In the Know: Helen Browning, CEO of The Soil Association

20 March 2015, 14:15 PM
  • As chief executive of the Soil Association and Chair of the Food Ethics Council, Helen Browning knows a thing or two about our nation's comestibles. We find out her plans for the future of Britain's food industry
In the Know: Helen Browning, CEO of The Soil Association

What do you do?
My role as chief executive of the Soil Assocation is a bit of everything: helping trustees set the strategy for the organisation, finding and motivating the best people, managing relationships, being a key advocate externally, trouble shooting, establishing the organisation’s culture and behaviours, helping people work together well, ensuring that we have the finances and financial disciplines in place to do our job as well as we can.

The chair role at FEC has to fit in around my SA responsibilities, though the organisation is very dear to me too; as chair, I feel the best I can do is find and support a great director, because it’s the executives that really carry the can, even if the ultimate responsibility lies with trustees and the chair.

What are your main philosophies when it comes to Britain’s food industry?
We will never compete on global markets on price alone; our land and labour is too expensive, and we, quite rightly, have got tougher regulations than much of the rest of the world. So we should concentrate on being the best, producing fantastic quality foods, with provenance, care, health, fairness and welfare as key values.

What changes are you aiming to put into place?
We champion organic principles, such as caring for soil (sounds mundane, but human survival depends on it), reducing the use of non-renewable resources, avoiding potential nasties, whether pesticides or food additives, giving animals a good life, and putting people and their wellbeing centre-stage.
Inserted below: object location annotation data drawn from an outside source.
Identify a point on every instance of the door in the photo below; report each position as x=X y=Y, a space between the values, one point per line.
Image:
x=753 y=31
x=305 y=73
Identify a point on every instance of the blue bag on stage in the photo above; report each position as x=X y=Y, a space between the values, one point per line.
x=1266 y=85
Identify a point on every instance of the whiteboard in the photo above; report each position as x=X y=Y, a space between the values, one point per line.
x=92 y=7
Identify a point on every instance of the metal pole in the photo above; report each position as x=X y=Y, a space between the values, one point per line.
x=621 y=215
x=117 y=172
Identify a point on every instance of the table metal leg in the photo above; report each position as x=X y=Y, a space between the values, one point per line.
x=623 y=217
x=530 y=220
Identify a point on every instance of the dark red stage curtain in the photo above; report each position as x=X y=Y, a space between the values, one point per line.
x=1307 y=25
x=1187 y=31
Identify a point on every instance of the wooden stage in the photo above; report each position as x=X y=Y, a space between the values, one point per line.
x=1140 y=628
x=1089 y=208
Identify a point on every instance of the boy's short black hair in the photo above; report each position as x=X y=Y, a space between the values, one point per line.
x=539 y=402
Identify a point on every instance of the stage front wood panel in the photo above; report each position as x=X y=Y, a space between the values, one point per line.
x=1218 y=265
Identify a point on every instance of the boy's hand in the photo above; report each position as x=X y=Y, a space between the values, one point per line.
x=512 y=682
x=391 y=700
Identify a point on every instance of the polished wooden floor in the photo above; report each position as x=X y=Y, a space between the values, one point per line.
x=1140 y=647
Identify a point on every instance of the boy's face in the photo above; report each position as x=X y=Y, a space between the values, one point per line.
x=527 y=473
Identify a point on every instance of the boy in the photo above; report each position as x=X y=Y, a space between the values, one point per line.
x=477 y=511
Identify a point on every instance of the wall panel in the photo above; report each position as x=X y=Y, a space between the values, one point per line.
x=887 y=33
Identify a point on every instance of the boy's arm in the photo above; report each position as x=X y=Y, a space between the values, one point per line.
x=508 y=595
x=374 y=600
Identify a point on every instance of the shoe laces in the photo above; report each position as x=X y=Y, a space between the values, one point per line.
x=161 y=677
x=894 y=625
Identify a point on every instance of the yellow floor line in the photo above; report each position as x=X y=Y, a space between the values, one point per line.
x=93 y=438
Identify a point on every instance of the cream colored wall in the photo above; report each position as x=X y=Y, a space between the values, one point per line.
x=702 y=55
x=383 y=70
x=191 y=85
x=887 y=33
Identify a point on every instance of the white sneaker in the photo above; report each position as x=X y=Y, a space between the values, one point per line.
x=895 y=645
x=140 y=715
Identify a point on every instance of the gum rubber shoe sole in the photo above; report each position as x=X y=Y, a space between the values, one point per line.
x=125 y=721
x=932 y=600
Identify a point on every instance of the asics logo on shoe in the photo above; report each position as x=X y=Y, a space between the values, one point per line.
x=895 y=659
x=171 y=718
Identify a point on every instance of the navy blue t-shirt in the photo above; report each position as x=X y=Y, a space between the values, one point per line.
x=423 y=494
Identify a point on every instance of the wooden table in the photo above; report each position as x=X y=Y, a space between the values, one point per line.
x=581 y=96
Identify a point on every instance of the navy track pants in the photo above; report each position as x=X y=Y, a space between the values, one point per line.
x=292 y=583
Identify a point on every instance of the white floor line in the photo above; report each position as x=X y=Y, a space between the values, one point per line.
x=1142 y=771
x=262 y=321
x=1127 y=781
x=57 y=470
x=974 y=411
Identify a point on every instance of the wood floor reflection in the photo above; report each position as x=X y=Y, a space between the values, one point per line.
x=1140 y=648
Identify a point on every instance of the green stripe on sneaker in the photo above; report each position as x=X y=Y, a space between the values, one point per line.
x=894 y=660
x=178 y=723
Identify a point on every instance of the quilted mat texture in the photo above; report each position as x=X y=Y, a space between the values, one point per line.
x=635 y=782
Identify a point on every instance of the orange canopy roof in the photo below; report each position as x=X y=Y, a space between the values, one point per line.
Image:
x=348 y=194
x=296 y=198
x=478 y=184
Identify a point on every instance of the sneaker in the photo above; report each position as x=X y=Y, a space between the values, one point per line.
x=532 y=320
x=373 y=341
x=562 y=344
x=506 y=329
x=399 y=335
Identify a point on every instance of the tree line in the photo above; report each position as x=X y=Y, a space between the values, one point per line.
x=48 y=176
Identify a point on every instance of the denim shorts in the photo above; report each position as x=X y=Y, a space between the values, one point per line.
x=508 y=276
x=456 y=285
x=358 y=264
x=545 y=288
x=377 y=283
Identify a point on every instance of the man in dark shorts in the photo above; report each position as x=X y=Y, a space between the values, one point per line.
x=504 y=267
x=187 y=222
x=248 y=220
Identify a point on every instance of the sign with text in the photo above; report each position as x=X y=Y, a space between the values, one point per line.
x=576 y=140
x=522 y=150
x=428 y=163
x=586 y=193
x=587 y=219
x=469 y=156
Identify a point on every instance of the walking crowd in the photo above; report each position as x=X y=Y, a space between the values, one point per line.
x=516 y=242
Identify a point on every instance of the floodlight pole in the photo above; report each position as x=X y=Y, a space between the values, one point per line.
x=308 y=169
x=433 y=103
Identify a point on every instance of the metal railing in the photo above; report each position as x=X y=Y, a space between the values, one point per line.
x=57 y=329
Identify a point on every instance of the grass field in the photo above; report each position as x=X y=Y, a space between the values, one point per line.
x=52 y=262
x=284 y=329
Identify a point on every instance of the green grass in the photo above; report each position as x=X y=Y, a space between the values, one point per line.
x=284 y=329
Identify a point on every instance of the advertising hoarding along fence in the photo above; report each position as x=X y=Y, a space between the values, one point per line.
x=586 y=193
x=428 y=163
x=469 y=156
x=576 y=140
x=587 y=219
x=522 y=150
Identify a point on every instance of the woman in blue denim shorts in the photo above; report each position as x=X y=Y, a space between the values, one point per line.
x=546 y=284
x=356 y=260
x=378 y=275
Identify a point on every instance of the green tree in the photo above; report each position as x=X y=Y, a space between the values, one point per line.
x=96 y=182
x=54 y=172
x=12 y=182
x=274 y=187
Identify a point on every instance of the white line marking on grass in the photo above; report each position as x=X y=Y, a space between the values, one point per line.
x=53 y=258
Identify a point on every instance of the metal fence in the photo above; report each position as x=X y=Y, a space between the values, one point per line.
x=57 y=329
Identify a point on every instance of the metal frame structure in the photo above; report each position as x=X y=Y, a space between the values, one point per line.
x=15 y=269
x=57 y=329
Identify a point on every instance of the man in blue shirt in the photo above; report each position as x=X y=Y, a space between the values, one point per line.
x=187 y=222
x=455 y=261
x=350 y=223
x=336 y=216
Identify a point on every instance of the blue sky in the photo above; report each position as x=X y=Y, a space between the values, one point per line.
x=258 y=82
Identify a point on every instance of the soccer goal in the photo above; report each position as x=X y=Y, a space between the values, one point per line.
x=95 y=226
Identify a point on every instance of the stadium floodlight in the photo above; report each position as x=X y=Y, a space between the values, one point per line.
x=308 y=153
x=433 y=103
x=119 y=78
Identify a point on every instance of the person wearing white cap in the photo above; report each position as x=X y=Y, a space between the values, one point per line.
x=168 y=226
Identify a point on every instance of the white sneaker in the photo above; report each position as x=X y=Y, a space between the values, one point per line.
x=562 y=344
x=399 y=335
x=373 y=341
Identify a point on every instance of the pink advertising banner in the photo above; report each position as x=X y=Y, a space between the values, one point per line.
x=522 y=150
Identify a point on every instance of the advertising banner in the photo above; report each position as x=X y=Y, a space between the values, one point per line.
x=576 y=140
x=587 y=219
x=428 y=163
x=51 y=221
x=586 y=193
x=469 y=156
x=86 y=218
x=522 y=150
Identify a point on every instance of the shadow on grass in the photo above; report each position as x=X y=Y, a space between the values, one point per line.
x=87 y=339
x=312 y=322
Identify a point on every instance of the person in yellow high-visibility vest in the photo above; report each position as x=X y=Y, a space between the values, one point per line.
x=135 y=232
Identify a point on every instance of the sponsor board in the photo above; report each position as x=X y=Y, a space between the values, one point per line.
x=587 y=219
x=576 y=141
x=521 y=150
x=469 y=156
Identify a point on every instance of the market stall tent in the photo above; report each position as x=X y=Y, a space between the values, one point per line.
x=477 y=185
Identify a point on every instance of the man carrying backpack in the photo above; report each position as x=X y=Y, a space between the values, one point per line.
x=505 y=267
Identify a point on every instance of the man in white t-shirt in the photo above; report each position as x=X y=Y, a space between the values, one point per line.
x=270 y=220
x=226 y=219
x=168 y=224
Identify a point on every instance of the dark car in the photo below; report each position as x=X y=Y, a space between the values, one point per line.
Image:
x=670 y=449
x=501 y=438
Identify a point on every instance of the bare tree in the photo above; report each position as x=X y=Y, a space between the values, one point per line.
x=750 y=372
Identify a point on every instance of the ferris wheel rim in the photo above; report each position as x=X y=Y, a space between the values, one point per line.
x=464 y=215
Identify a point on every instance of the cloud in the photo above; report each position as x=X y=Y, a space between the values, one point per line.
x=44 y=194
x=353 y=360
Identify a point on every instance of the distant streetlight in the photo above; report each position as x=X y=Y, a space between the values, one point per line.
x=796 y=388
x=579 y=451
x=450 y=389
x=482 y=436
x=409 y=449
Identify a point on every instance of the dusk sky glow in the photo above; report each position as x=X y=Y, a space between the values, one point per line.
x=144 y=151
We aim to help all farming, food and forestry work to these principles, and to support businesses who are aiming for this too.

How does your work affect independent food retailers?
We are doing an increasing amount to support independent retailers who are stocking great organic products, by providing marketing materials and promoting them and their stories, and we hope, once we have sorted our rather archaic website, to be able to do this even better through helping customers find their nearest source of good food. We have recently finished Organic September which gives fantastic opportunity for independent outlets to shine.

We are also developing a targeted strategy to help independent shops with in-store promotions, training and marketing of organic, and we are working with the wholesalers to implement this. We recently held a workshop with some independents (large and small) to understand what it is they need to support them.

We run an annual organic awards, where the best tasting, most authentic foods have every advantage. This year we had consumer voting for the first time, which went down very well.

How can independent retailers help?
We would love them to get involved in helping customers understand more about organic food, and why it’s the best choice if you care about people, animals and nature. And we would be even more delighted if they would help promote membership of the Soil Association; the more members we have, the more opportunity we have to promote better food and farming.

What improvements need to be made to the food industry?
Where to start?! There’s lots of wise words about what needs to change, but I am not sure that the key problem, which is the huge price pressure that the food industry is under, is fully acknowledged. You can test everything, set up food police, regulate like mad, but if you don’t change our food culture, the fraudsters will still find a way. We need to shorten supply chains, so that people know where their food is coming from. Global chains are ripe pickings for fraud.

Have any innovative ideas caught your eye recently?
We held our Duchy Originals Future Farming Innovation awards recently at our conference, where contenders have to pitch, Dragon Den style, to the delegates. A couple of them stand out, in particular a fantastic business growing and selling wonderful edible flowers, and a service delivering organic produce by bike in city centres; great to get away from all those white vans while still getting all the benefits of home delivery. Could work really well for independent stores. There are always opportunities for new ideas, or often, just recycling old ones!

Where do you shop?
The shops I like to go to have a comprehensive selection of real foods, not just a few jars and olives. My favourite place to shop is Abbey Home Farm near Cirencester; in a smallish store, they have everything I need, so much of it made from farm produce, on the premises, as well as all the mundane stuff like eco laundry liquids too. Their organic, made-on-site dairy and meat, great herbs and veg, all the staples I need, and a great café too. It makes it worth going all the way there, as I don’t need to go anywhere else. As you can tell, I’m a lazy shopper!

What’s the future for the UK’s fine food industry?
In an affluent society, lovely food will always be sought after. Everyone wants to eat delicious food.